On route we caught four fish. Another barracuda that bit the line and took the lure, a yellow fin tuna, which was very tasty, a marlin, which jumped off the hook and finally something huge, which took all our line. So fish was now off the menu. The boat has had a bad time; the mainsail in mast furling mechanism broke again, tearing the sail. The generator water pump impellor broke, causing the generator to get too hot and melting the exhaust manifold. As we were anchoring, the marina being small and full, the throttle cable broke. So it's the usual story, mending the boat in yet another exotic place.
The anchorage here at Benoa is small crowded and shallow, with many sunken objects and wrecks to negotiate.

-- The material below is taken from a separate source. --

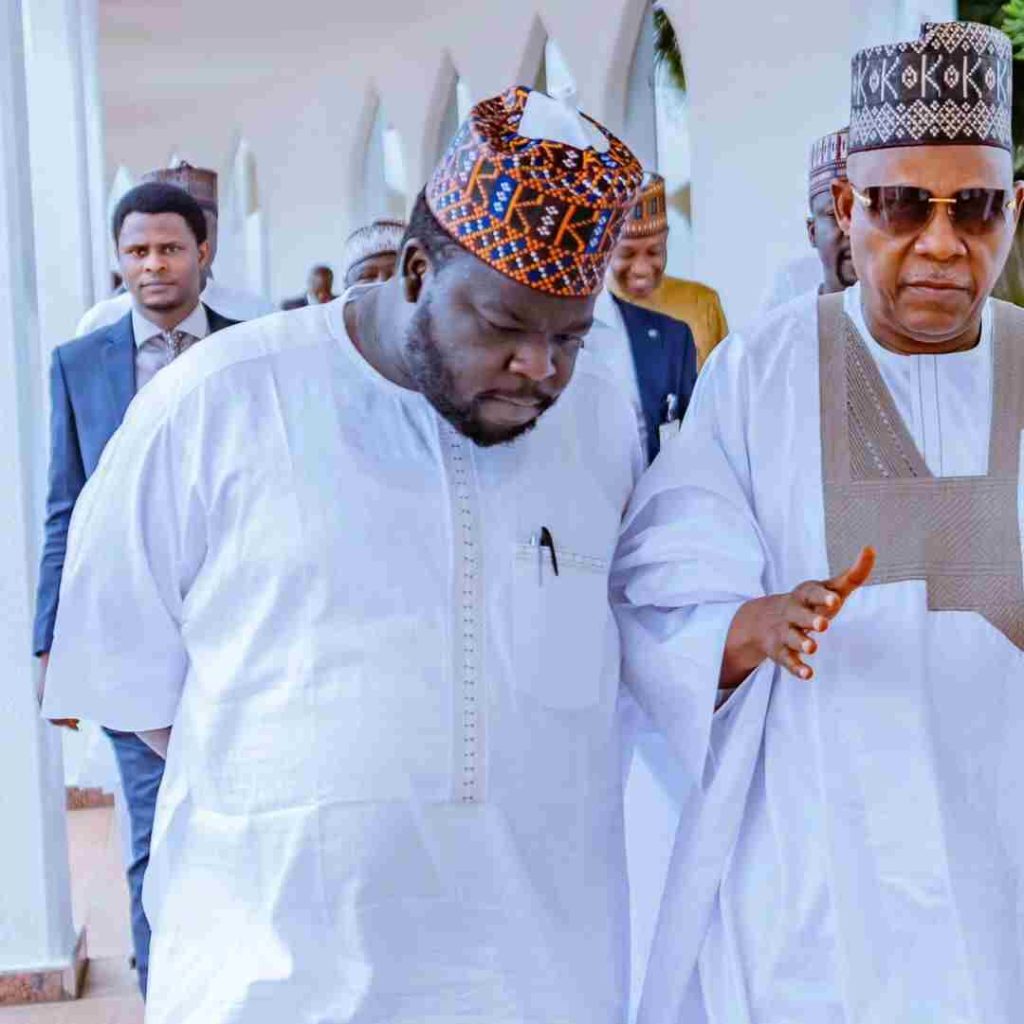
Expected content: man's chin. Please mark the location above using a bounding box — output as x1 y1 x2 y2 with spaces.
139 295 181 313
454 416 541 447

Luckily friends we met in Darwin, Holger and Gloria are now here and introduced us to a local man who showed us where it was safe. We decided to check in ourselves rather than pay the marina to do it. It wasn't difficult, just required a bit of legwork. We were required to visit the port captain, immigration, quarantine, customs and the navy, in that order. Despite the boat problems, we are having a good time socially. Holgar and Gloria introduced us to their friends, Peter and Yuli who have lived here on a boat for ten years. Yuli is Indonesian and has taken us to noodle shops, where the locals eat. The food is Indonesian, very cheap and tasty.

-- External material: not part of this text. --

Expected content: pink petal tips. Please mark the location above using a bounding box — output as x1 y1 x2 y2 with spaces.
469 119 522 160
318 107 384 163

We hired a taxi plus driver and did a bit of sightseeing, visiting Pura Besakih temple and lake Batur. Balinese people are Hindu and this is Bali's most important temple, housing over 80 shrines to the various gods and spirits. Both men and women are required to wear a sarong and William also wore a Balinese hat. All this could be bought or hired on site of course. Lake Batur is Bali's largest lake and lies in the crater of mount. Batur. The scenery is great, the downside is that tourists are continually pestered by people selling things, who refuse to take no for an answer. Driving is crazy, with cars, taxis, lorries and a vast number of motorcycles, weaving in and out and darting into every available space. I was amazed there weren't accidents but apparently there are very few, as everyone knows what they are doing and what to expect. Motorcycles are the favorite form of transport and you see whole families, mum, dad and two children on one bike. They transport everything, probably including the kitchen sink about on them The money confuses me; the exchange rate is about 15,000 rupees to the pound. Everyone is a multi millionaire, we withdrew 3 million the other day and people come out of the bank with a carrier bag full.